Pille danach

Abgabe erst mit OTC-Packungsbeilage

Berlin - 14.01.2015, 15:52 Uhr


Das Bundesministerium für Gesundheit hat heute seinen Entwurf für die Änderung der Arzneimittelverschreibungsverordnung vorgelegt. Sowohl ellaOne® (Ulipristalacetat) als auch Levonorgestrel sollen damit zur Notfallkontrazeption verschreibungsfrei gestellt werden. Nach wie vor offen lässt die Verordnung, ob ellaOne® schon jetzt in den Apotheken rezeptfrei abgegeben werden darf. Es zeichnet sich nun jedoch eine gemeinsame Auffassung ab, die auch der Hersteller mitträgt: Die rezeptfreie Abgabe soll erst erfolgen, wenn ellaOne® mit einer OTC-Packungsbeilage im Handel ist.

Klar ist: Levonorgestrel-haltige Arzneimittel bleiben verschreibungspflichtig bis die Änderung der AMVV in Kraft getreten ist. Allerdings gibt es nach wie vor keine einhellige Meinung dazu, ob der Beschluss der EU-Kommission zur Rezeptfreiheit von ellaOne® unmittelbar gilt oder ebenfalls erst nach Inkrafttreten der geänderten AMVV. In der Vergangenheit gab es zwar ähnlich gelagerte Fälle – etwa bei Esomeprazol und Pantoprazol. Auch hier ging es um zentrale Zulassungen bzw. Änderungen dieser Zulassungen, die sodann in der AMVV umgesetzt wurden. In der Begründung der Änderungsverordnung wurde dann explizit darauf hingewiesen, dass die Entscheidung der EU-Kommission in den EU-Mitgliedstaaten unmittelbar gilt, sie aber zur besseren Transparenz in der AMVV abgebildet werde. Ganz vergleichbar sind diese Fälle allerdings insofern nicht, als dass der EU-Humanarzneimittelkodex ausdrücklich nationale Ausnahmeregelungen zulässt, die den Verkauf oder Gebrauch empfängnisverhütender oder schwangerschaftsunterbrechender Arzneimittel betreffen. Welche Auswirkungen dies auf einen zentralen OTC-Switch eines solchen Medikaments hat, war bislang noch keine praktisch relevante Frage – mit ellaOne® ist dies nun anders.

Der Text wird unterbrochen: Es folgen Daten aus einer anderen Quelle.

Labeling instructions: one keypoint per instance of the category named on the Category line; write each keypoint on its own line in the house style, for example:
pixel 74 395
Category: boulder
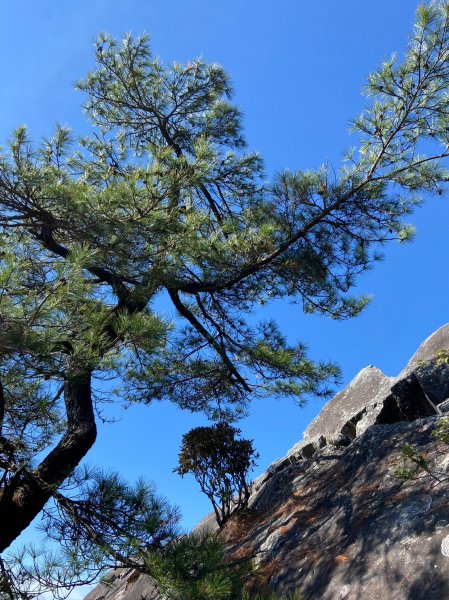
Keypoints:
pixel 341 414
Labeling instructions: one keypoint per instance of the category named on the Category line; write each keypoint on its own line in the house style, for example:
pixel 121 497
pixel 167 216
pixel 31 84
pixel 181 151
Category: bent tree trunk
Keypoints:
pixel 27 492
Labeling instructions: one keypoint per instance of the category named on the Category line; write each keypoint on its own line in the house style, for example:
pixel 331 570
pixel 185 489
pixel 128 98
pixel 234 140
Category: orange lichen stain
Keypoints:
pixel 341 558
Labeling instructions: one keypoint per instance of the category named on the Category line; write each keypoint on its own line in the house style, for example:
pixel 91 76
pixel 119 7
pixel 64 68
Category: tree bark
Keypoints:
pixel 27 492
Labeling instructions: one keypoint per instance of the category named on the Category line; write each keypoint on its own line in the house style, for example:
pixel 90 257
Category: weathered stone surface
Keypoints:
pixel 330 518
pixel 433 376
pixel 341 414
pixel 125 584
pixel 345 527
pixel 428 349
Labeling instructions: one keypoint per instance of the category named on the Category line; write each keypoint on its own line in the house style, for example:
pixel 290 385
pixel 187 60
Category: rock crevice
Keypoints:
pixel 330 518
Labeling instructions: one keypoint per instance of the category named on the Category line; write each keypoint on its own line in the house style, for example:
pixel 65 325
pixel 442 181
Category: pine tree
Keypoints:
pixel 164 200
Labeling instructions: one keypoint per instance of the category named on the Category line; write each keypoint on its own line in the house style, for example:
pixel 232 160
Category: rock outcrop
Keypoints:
pixel 330 518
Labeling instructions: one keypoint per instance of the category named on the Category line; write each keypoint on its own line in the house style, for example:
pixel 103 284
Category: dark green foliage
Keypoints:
pixel 162 201
pixel 220 463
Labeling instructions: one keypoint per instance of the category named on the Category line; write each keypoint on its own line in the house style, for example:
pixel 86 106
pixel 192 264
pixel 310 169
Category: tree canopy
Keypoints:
pixel 164 201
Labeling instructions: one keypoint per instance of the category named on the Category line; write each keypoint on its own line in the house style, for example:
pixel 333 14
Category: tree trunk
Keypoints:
pixel 27 492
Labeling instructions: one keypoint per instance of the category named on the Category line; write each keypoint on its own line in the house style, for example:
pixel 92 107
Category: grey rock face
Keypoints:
pixel 435 342
pixel 330 518
pixel 341 414
pixel 125 584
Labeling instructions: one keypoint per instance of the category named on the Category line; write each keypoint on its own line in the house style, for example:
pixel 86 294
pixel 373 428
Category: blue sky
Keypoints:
pixel 298 69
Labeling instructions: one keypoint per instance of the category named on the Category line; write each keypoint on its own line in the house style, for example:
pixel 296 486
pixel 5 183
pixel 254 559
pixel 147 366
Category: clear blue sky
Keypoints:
pixel 298 68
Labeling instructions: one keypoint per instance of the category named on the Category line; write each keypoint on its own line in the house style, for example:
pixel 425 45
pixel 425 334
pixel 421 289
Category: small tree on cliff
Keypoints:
pixel 220 463
pixel 163 200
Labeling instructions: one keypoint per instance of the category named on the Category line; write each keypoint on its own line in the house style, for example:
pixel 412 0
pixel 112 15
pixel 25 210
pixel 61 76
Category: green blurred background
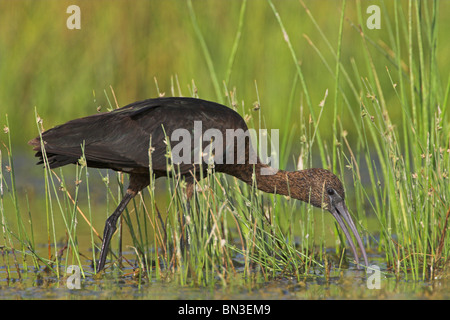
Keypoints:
pixel 125 45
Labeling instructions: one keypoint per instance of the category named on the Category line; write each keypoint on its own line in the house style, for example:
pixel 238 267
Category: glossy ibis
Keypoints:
pixel 119 140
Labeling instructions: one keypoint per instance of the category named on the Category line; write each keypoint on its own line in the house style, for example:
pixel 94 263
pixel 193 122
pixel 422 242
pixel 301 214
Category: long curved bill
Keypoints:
pixel 339 211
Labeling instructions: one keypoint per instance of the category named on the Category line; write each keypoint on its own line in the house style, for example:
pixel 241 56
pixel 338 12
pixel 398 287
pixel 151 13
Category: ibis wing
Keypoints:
pixel 120 139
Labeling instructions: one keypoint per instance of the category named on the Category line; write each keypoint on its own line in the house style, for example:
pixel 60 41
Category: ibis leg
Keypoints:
pixel 110 228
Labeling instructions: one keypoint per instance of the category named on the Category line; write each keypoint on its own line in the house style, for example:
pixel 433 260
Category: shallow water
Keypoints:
pixel 344 283
pixel 348 283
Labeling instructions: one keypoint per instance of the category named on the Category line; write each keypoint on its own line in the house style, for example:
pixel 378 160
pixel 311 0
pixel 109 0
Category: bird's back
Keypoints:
pixel 120 139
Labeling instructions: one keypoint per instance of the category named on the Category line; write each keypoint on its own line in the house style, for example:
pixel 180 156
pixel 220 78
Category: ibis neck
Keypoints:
pixel 271 180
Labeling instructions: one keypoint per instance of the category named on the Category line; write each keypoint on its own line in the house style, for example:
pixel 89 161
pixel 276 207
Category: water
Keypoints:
pixel 345 283
pixel 348 283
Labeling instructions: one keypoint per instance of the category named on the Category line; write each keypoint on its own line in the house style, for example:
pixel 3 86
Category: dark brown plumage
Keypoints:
pixel 120 140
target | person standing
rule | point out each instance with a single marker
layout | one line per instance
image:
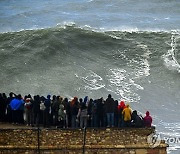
(147, 119)
(127, 116)
(110, 109)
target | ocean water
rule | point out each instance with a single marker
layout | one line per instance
(128, 48)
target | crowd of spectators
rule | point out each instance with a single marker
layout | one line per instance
(64, 113)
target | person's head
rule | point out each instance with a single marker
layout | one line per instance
(48, 96)
(147, 113)
(19, 96)
(135, 112)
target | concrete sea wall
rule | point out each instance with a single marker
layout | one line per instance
(75, 141)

Bei HRA Pharma, dem Hersteller von ellaOne®, geht man nach wie vor von einer unmittelbaren Geltung des Kommissions-Beschlusses aus. Die ABDA pochte hingegen von Anfang darauf, dass vor der rezeptfreien Abgabe in der Apotheke zunächst eine Änderung der AMVV nötig ist. Das Bundesgesundheitsministerium ließ sich gar nicht erst zu einer konkreten Aussage bewegen. Nun scheint es aber eine Verständigung zu geben.

So lässt die ABDA verlauten, dass als verschreibungspflichtig gekennzeichnete ellaOne®-Packungen nur auf Vorlage einer ärztlichen Verschreibung abgegeben werden dürfen. Dabei beruft sie sich auf das für HRA zuständige Regierungspräsidium Arnsberg. Und auch bei HRA lenkt man ein. Anfänglich wollte das Unternehmen noch eine zunächst mit dem Regierungspräsidium erarbeitete Übergangslösung praktizieren, die auch den rezeptfreien Verkauf der als verschreibungspflichtigen Packungen ermöglicht hätte. Nunmehr ist man aber auch hier bereit zu warten bis die neuen OTC-Beipackzettel in den neuen ellaOne®-Packungen verstaut sind. Im Januar, so viel ist klar, wird dies nicht mehr der Fall sein. Für Februar stehen die Chancen jedoch nicht schlecht. HRA-Deutschland-Geschäftsführer Klaus Czort empfiehlt Apotheken nun die „labelgetreue Abgabe“ bis zur endgültigen Klärung und Kommunikation der Sachlage.   

Damit bleibt auch noch etwas Zeit, sich über Beratungsstandards in den Apotheken Gedanken zu machen. Am Freitag findet hierzu ein Gespräch im Bundesgesundheitsministerium statt.